Products and Business Services 
Since its inception, SK Planet has owned, operated, and developed a variety of digital products and services ranging from business, entertainment, financial technology, social media platforms, mobile messaging, LBS services, mobile commerce, and marketing.

E-Commerce 
SK Planet owns and operates 11st.co.kr – an e-Commerce shopping website in South Korea, where online buyers can purchase goods and services from sellers through its online marketplace platform. As of 2016, 11st.co.kr became South Korea’s most visited e-Commerce site and is number one in mobile commerce with the highest monthly unique visitors among mobile shopping apps in Korea. SK Planet then became a global e-Commerce company by expanding 11st.co.kr into new international markets with its first global venture in 2013 with N11.com in Turkey, followed by subsequent yearly expansions with Elevenia in Indonesia in 2014, 11street Malaysia in 2015, and 11street Thailand in 2017.

Online-to-Offline Services 
OK Cashbag is South Korea’s most widely used integrated loyalty program where customers can earn points across a variety of retailers and redeem those points for goods, services, and discounts with over 60,000 merchants, and 38 million subscribers on its marketing platform.

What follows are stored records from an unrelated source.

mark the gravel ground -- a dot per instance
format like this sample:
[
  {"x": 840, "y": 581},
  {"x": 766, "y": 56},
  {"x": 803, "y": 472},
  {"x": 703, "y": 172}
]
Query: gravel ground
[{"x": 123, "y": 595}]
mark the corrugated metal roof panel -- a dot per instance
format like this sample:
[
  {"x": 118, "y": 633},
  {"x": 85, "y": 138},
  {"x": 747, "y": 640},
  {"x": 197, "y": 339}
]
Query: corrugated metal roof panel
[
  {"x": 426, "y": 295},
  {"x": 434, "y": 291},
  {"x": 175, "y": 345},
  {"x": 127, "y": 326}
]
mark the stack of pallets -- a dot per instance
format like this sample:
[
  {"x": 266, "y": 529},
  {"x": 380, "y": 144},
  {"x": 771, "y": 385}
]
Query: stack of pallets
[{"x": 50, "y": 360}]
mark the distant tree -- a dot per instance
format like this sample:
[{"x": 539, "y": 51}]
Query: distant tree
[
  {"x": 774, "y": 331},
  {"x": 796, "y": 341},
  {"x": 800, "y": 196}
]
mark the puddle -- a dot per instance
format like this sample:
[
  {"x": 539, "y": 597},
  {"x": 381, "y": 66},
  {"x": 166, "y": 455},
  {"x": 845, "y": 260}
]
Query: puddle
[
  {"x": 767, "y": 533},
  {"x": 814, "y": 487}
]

Syrup is a singular brand of multiple consumer mobile apps in South Korea specializing in online-to-offline services including:
 Gifticon, initially launched in 2006 as Korea’s first mobile voucher service, where users can purchase digital vouchers and send them as gifts, which can then be redeemed at the point of sale.
 Syrup Wallet, a mobile wallet service using BLE and geo-fencing technology to provide the user with membership promotions and discounts from over 400 brands, and also serves as a digital wallet for membership cards.
 Syrup Table, a mobile app focusing on food and beverage establishments to provide crowd-sourced reviews about local restaurants, nearby promotions and discounts, as well as pre-ordering services.
 Syrup Style, a curated fashion app where users can browse through apparel, shoes, bags, and accessories, purchase them directly, then have them delivered or picked up at the offline store.
 Syrup Pay, a web based payment solution where users initially register their payment preference, such as credit card, bank transfer, or mobile carrier billing to pay for their purchases then enter a passcode to transact.

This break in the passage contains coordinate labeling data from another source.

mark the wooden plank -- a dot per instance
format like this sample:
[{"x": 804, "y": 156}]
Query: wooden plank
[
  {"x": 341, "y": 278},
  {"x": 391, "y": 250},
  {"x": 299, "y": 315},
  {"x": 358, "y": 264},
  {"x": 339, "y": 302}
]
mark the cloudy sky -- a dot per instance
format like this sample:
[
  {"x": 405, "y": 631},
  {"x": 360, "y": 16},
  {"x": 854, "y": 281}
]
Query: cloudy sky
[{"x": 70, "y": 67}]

Digital Marketing and Advertising

International Markets

United States 
SK Planet Inc. is the operational entity located in San Francisco, California. In 2014, SK Planet acquired Shopkick Inc. for $200 million, a mobile shopping companion that informs and rewards customers with points for walking into participating stores which can be redeemed for discounts.

China 
SK Planet launched an e-Commerce website offering products from Korea, as well as their O2O service Syrup Style in China.

Japan 
SK Planet owns and operates Cotoco under SK Planet Japan, a mobile gifting application where users can purchase and send gift vouchers from participating vendors and retailers.

Turkey 
SK Planet deployed its first e-Commerce venture, n11.com, in Turkey in 2013 through a joint-venture with Doğuş Group under Doğuş Planet. It has since grown to become the top e-Commerce marketplace in Turkey within three years of operations beating out its rivals Gittigidiyor and Hepsiburada.

Indonesia 
SK Planet established elevenia, an e-Commerce marketplace in Indonesia through a joint-venture with XL-Axiata in 2014. Elevenia is owned and operated under XL Planet, and is the first e-Commerce venture in South East Asia for SK Planet. Both joint-venture partners have recently placed a Series-B investment of $50 million USD, to further support the growing e-Commerce venture.

Malaysia 
11street Malaysia is an e-Commerce marketplace owned and operated by Celcom Planet, which was launched in 2015 as a joint-venture between Celcom Axiata and SK Planet. Leveraging the growing Hallyu Korean wave reception in South East Asia, rising Korean actor Lee Min-Ho became a brand ambassador for 11street Malaysia during its launch campaign.

Thailand 
SK Planet launched its fifth e-Commerce venture in Thailand as a wholly owned subsidiary, known as 11street Thailand. The official launch included a large marketing campaign, with the Korean Actor Song Joong-Ki and rising Thai actress Mew Nittha as brand ambassadors.